George Washington Papers

To George Washington from Henry Knox, 5 March 1787

From Henry Knox

New York 5 March 1787.

My dear sir

I wrote you on the 22d ultimo, that the affairs of Massachusetts were quietly settling down to peace and good order. But by recent advice from General Lincoln, it appears that the Insurgents who fled from Massachusetts, have received encouragement from the Inhabitants of this State bordering on the Line—and that embracing the time when the greatest part of his force were disbanded on the 23 ultimo, and before his force for four months were enlisted in any considerable numbers, the insurgents to the amount of three hundred headed by one Hamlin, made an irruption to Stockbridge and great Barrington on the 27th ultimo—Genl Lincoln on the 27th sent an express to Govr Clinton on this subject which was laid before the legislature now in session—In consequence of some resolutions he set out from this City on Sunday, in order to expell the Massachusetts Insurgents from this State.

Since his departure, a letter has been received from Kenderhook, dated the 1st instant mentioning that an action had taken place near great Barrington on the 27th between a party of Massachusetts troops & the insurgents, in which four were killed on each side and 40 wounded—The government kept the ground and the insurgents retreated into this State with their wounded and some prisoners—I beleive this account may be true although it is not official General Lincoln in his letter states that he had sent parties in pursuit of the Insurgents, and that they were at great Barrington.1

The legislature have this day made choice of delegates to represent this State who are, Colo.

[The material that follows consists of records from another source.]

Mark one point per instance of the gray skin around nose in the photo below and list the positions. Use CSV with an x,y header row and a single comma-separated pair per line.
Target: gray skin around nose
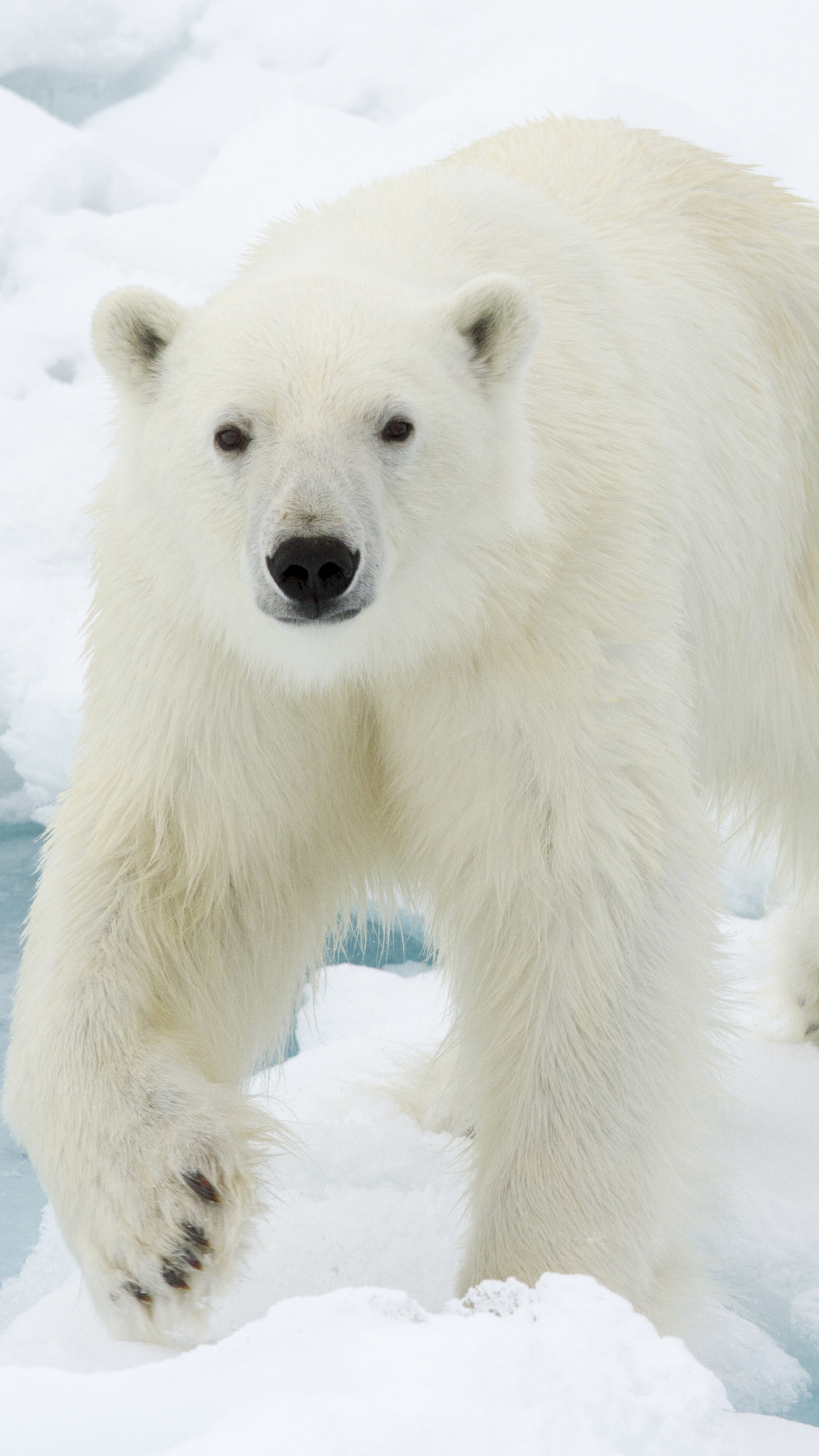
x,y
314,571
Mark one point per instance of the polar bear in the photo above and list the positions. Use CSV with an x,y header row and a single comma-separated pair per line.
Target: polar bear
x,y
467,548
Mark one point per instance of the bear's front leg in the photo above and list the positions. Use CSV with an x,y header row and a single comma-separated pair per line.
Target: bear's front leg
x,y
139,1012
584,1057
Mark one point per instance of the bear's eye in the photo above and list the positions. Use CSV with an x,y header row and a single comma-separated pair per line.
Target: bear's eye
x,y
397,428
231,439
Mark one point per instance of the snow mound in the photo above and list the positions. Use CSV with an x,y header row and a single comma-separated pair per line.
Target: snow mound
x,y
341,1334
563,1368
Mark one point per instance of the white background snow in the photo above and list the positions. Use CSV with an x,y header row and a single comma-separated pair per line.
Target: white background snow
x,y
149,143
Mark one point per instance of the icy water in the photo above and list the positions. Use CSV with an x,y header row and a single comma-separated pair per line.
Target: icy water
x,y
21,1196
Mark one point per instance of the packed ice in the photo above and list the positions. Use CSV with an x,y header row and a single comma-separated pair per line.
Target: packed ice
x,y
149,144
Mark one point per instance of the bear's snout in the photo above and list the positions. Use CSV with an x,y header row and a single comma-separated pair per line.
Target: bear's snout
x,y
314,571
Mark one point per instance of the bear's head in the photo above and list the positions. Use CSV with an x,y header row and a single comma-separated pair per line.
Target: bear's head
x,y
336,464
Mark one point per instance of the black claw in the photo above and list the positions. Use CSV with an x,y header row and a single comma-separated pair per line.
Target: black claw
x,y
196,1235
174,1276
131,1288
201,1186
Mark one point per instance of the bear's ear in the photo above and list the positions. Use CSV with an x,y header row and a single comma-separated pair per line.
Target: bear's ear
x,y
499,318
131,329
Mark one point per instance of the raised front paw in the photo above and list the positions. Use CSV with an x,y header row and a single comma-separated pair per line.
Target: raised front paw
x,y
172,1222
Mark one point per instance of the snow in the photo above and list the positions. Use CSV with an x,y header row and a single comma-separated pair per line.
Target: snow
x,y
149,144
341,1334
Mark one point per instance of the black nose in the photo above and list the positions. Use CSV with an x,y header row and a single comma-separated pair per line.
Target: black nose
x,y
314,571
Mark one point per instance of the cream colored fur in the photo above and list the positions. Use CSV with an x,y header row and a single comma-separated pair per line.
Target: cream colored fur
x,y
592,587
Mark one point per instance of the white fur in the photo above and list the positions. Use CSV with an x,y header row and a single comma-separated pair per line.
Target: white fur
x,y
594,580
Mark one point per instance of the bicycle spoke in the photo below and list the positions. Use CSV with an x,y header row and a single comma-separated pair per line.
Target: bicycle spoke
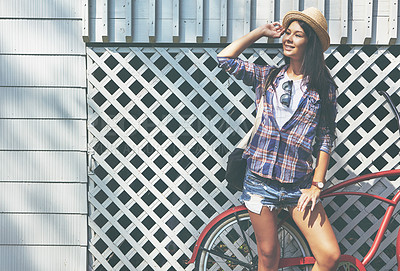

Hamilton, Judge Yates, and a Mr Lansing.2

Colonel Wadsworth arrived here last evening and begs his respects may be presented to you. I am my dear Sir Your affectionate & respectful humble Servt

H. Knox


1For an overview of the sequence of events in Massachusetts during Shays’Rebellion, see Benjamin Lincoln to GW, 4 Dec. 1786–4 Mar. 1787, and notes.

2Robert Yates (1738–1801), a member of the New York Supreme Court, and John Lansing (1754–c.1829), mayor of Albany, were supporters of George Clinton and antinationalists. They attended the convention in Philadelphia but withdrew on 5 July in opposition to the convention’s acceptance of what they conceived to be a plan for a consolidated government.